There are plenty of easy, kid-friendly walks to attempt too if you still have the energy. Notably the Platypus Waterholes or Snake Lagoon – the names alone will excite the kids. Indeed, South Australia Tourism should be commended for the way the tracks have been built and maintained, they're family and eco-friendly. But even if walks aren't your thing, just driving around this part of the island is breath-taking. On that, make sure you have plenty of petrol before you set out on this adventure!
8. Stay centrally or book two spots
The main accommodation areas on Kangaroo Island are between Penneshaw, where the ferry arrives, and Kingscote, the unofficial capital. We stayed on Island Beach, in a beautiful place called the Lagoon House. About 15-minutes west of Penneshaw, the spot hosts stunning northern views over the ocean, plenty of places to fish and wildlife everywhere.
However, it's a long drive from there to the major destinations. That's certainly something to keep in mind, especially if you are planning a very quick visit.
Staying somewhere more towards the centre of the island will mean a lot less time in the car as you get to all four points exploring its natural wonders. Alternatively, consider doing the eastern side first, then move to new accommodation for your western adventures.
If I were to stay again, I'd only choose the eastern edge of the island for the whole visit if I had a full week to explore and knew I didn't need to try and get a lot done in a small amount of time.
9. Consider free activities like fishing
If you're used to travelling with kids, then you'll know it's always expensive no matter what you want to do. However, some of the activities you can do on Kangaroo Island can certainly hurt the back pocket more than you might expect. Swimming with dolphins, the guided Koala Walk at Hanson Bay and even the Seal Bay walk – while awesome – feel overpriced for the time you actually spend entertained.

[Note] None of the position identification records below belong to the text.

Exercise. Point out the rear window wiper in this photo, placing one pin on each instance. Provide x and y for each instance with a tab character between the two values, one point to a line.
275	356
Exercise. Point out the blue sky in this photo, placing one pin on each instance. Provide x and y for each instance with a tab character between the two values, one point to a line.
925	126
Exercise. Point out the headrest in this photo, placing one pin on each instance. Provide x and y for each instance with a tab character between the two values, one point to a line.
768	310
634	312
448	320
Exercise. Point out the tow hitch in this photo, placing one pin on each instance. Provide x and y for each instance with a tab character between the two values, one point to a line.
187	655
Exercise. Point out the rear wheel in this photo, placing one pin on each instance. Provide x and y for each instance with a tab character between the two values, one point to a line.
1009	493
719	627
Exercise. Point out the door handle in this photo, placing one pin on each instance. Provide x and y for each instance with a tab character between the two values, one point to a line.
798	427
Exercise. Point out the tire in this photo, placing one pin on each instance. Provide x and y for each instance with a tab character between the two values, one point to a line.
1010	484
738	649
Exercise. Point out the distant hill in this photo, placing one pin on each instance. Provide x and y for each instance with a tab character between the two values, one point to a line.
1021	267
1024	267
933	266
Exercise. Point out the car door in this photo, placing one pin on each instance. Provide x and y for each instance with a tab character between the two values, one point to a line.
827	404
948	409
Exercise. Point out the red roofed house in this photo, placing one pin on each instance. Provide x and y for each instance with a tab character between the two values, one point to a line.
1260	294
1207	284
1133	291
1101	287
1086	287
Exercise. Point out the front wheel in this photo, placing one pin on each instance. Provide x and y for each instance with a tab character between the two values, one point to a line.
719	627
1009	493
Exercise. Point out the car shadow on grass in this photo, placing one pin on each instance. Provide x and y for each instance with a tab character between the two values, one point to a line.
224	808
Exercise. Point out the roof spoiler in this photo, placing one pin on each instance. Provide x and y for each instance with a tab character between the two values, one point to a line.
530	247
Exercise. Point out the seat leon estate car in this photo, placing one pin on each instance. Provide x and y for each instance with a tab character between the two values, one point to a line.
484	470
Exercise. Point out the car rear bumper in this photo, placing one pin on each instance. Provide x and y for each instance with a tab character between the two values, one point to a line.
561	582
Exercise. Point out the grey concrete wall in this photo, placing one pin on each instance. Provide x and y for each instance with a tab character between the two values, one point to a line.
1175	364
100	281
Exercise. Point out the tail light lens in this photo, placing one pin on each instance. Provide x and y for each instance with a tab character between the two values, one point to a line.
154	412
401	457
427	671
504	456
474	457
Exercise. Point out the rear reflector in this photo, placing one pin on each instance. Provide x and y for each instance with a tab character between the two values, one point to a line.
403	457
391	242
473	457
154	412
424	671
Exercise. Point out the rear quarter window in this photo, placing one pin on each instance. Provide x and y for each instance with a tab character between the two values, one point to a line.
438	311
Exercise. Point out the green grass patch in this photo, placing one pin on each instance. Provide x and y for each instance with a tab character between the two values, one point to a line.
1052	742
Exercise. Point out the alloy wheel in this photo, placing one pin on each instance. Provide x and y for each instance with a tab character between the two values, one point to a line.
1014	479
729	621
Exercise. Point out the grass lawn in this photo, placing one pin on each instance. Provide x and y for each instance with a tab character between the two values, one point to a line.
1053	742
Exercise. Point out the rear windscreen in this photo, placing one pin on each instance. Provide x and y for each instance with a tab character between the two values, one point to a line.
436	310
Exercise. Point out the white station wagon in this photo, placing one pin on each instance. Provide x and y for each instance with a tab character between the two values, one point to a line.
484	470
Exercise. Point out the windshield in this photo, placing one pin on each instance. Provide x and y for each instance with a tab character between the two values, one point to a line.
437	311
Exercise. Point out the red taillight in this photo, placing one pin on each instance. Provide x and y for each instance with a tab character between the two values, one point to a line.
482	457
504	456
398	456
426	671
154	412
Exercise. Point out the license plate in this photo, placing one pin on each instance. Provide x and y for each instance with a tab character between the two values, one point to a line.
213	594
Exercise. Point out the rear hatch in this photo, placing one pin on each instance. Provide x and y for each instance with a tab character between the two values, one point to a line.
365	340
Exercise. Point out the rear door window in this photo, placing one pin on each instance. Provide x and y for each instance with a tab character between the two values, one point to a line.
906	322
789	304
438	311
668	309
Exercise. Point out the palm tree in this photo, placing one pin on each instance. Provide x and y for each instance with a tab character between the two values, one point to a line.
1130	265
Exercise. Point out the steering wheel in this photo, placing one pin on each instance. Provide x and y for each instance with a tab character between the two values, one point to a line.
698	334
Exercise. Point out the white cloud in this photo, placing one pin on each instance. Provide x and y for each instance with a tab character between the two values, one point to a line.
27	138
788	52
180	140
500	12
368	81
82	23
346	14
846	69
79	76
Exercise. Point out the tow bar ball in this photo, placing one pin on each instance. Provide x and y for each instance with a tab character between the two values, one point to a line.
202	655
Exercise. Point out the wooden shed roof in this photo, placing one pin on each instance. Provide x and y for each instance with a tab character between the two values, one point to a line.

There are some free alternatives worth considering. Stokes Beach is a lot of fun. It's accessed through an intricate tunnel system that the kids will absolutely adore, and there is a pristine swimming hole on the other side. The lagoon at the end of Island Beach is also spectacular, and there's fantastic fishing to be had in the channel there between Sapphiretown and American River.
Then of course there are the hikes. One not to be missed is the Pelican Lagoon Lookout, which gives you a bird's eye view of the island at its narrowest point.
If you're happy to spend a little bit of money, sandboarding at Little Sahara is good fun. You can just hire one or two boards and bring your own helmets to keep costs down. Then take turns when you get to the giant sand dunes. Little Sahara has a refreshingly relaxed vibe. You can also feed penguins at the Kingscote wharf from 5pm. There was a nominal fee of $3 per person when we were there.
10. Keep an eye out for specials
There's no doubt that the expense of getting to Kangaroo Island is the hardest pill to swallow as a family. Especially if you intend on camping or caravanning and have a trailer in tow. With that in mind, it's a good idea to keep an eye on Sealink's specials page. Every now and again it has deals that can save you significant dollars on the ferry ride across to the island.
From my experience, it's important not to do Kangaroo Island last minute. There's not much in the way of ferries and flights, so you'll find yourself either pushed to a time that doesn't suit or missing out altogether. Get in early. Plus, you're unlikely to get a deal unless you have your dates in place well ahead of time and are actively keeping an eye on the pages linked above.
I don't regret spending the money I did to show my kids Kangaroo Island. But money is money, and if you can get a deal, then more power to you!